At the moment we’re all worried about Covid-19, but your immune system is important at all times.
Unfortunately, there is no magical immune system booster that will bolster your defences overnight, but there are things you can do to protect your immune cells, potentially lowering your susceptibility to infection.
Looking after yourself in body and mind is the best way to improve immunity, and the better your immune system functions, the better your whole body functions.
These tips, from the experts at BMI Healthcare, will help you boost your immune system all year-round.
1. Eat the right foods
Eating a healthy, well-balanced diet is one of the most important things you can do to look after your body.
Focus on whole foods, eating from all the key food groups, and avoid overly salty, fatty, sugary or processed foods.
There are certain foods that are thought to be particularly good at boosting immunity, but really the most important thing is to eat lots of different healthy foods.
2. Get the nutrients your immune system needs
Certain nutrients are essential to the good running of your immune system. These are found in fresh produce – you shouldn’t rely on supplements to get them.
- Vitamin C is an antioxidant that fights free radicals in the body. This vital nutrient is found in many foods, not just citrus fruits. It’s also in leafy green vegetables, bell peppers, strawberries, carrots and many more fruits and vegetables.
- Vitamin E is another powerful antioxidant that helps your body fight infection. Find it in spinach, broccoli, almonds, peanuts and hazelnuts.
- Vitamin B6 is essential to your immune system. Bananas, lean poultry, tuna and chickpeas are all high in this nutrient.
- A daily dose of vitamin D is one of the few things you may need a supplement for, though eating fatty fish (or fortified cereals and spreads) and being exposed to sunlight do help.
- Brightly coloured foods often contain vitamin A, a powerful antioxidant. Carrots, sweet potatoes, pumpkin and squash are all high in this nutrient.
- Folate – also known as folic acid – helps our body create cells, meaning a deficiency can lead to a weakened immune system. Get yours from beans and peas or leafy green vegetables. You’ll also find it in certain fortified foods.
- Iron helps your body carry oxygen to cells, including the white blood cells that are central to the immune system. Find it in lean poultry or in dark, leafy greens.
- It’s thought that selenium plays a crucial role in the functioning of our body’s defences. Find it in garlic, broccoli, sardines, tuna and mushrooms, among many other foods.
- Zinc is thought to help control inflammation. Zinc is found in oysters, crabs, poultry, beans and chickpeas.
3. Exercise more
Regular exercise can strengthen your immune system, as well as helping you sleep better and reducing your stress levels – two things that have an impact on immunity.
Regular exercise has been shown to improve immune response even in those with weakened immune systems.
4. Control your stress levels
Stress and anxiety can have a physical effect on our bodies, including a negative impact on our natural defences.

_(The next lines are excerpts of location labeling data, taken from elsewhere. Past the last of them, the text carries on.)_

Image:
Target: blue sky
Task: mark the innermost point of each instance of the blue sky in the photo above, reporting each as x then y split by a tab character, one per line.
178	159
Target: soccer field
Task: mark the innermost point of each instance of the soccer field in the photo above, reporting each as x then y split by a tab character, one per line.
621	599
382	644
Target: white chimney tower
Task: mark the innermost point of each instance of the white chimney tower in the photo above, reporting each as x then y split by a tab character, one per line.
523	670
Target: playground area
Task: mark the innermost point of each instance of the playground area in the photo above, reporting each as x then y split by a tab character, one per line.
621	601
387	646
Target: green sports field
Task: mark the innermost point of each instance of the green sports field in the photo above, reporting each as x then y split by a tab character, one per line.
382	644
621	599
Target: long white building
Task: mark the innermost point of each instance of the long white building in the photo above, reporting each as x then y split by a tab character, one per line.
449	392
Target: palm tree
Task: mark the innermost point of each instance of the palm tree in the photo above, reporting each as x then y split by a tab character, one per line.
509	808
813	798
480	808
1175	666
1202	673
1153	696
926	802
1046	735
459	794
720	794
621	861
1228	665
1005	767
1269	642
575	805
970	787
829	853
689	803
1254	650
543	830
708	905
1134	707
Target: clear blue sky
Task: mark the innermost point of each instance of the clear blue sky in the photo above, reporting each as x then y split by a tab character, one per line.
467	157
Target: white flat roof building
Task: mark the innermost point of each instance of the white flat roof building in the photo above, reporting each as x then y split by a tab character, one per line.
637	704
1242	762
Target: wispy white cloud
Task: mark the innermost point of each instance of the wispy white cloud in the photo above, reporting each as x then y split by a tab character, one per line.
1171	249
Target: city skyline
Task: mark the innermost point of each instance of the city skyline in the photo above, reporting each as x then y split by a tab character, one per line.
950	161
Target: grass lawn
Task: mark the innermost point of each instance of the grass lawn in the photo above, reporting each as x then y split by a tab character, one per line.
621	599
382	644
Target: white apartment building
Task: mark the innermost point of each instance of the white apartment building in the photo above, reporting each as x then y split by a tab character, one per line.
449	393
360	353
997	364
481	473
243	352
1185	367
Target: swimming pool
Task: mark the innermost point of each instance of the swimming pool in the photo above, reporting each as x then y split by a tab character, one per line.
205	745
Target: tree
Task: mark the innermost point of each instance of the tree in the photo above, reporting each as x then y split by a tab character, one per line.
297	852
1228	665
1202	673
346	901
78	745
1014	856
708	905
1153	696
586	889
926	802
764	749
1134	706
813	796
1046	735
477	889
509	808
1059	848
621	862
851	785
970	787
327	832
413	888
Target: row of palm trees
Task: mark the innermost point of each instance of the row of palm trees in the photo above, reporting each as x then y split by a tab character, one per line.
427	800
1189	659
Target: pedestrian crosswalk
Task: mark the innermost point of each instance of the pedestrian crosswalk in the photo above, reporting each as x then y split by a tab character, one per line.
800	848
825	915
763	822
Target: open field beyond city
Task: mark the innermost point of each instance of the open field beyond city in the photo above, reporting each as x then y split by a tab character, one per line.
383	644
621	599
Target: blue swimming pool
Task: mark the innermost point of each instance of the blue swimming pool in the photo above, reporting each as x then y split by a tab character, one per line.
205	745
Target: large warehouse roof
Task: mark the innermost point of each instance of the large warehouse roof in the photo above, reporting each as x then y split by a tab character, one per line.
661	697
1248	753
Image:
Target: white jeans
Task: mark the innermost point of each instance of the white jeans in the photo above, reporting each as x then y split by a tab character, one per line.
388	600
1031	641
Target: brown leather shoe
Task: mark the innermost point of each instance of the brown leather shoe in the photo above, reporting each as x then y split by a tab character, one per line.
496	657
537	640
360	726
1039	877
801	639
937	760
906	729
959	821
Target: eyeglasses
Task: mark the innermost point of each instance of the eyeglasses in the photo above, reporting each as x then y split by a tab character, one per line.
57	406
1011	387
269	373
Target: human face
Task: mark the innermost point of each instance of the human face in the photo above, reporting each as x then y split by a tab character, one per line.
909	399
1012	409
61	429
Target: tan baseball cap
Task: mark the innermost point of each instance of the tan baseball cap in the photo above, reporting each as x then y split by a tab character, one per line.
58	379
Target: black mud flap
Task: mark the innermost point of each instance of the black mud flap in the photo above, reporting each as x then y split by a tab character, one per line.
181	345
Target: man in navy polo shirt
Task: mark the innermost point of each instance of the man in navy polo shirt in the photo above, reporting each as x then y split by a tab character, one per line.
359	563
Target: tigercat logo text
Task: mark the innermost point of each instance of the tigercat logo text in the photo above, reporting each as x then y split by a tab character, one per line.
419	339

This is particularly true if you are stressed over a long period of time.
One study even found a link between chronic stress-related conditions and autoimmune diseases.
Everyone gets stressed now and again, so it’s a good idea to find a few stress-busting techniques that work for you. Try breathing techniques, yoga or meditation.
5. Get enough sleep
While you sleep, your immune system produces proteins called cytokines, which target infection and inflammation. These are also released during sleep, meaning losing out on shut-eye could seriously impact your defences.
Most adults need around eight hours of good quality sleep a night. Some will need more, some less. If you regularly feel tired throughout the day, you probably aren’t getting enough sleep.
6. Have a healthy, happy gut
The health of your digestive tract has a huge impact on the health of your whole body, and your immune system is no different. A healthy gut microbiome encourages healthy defences.
7. Maintain good personal hygiene
It’s all well and good doing all the above things to make sure your immune system is fighting fit, but are you taking measures to stop germs entering your body in the first place?
The most important of these is also the simplest: keeping your hands clean.
Wash your hands for 20 seconds (two rounds of Happy Birthday) using warm water and soap before cooking or eating and after you cough or sneeze.
Do the same after you use the bathroom or touch public surfaces.
Washing your hands is listed as one of the key things you can do to protect yourself from the coronavirus.
If you’ve touched something outside of your home and haven’t washed your hands since, don’t touch your face.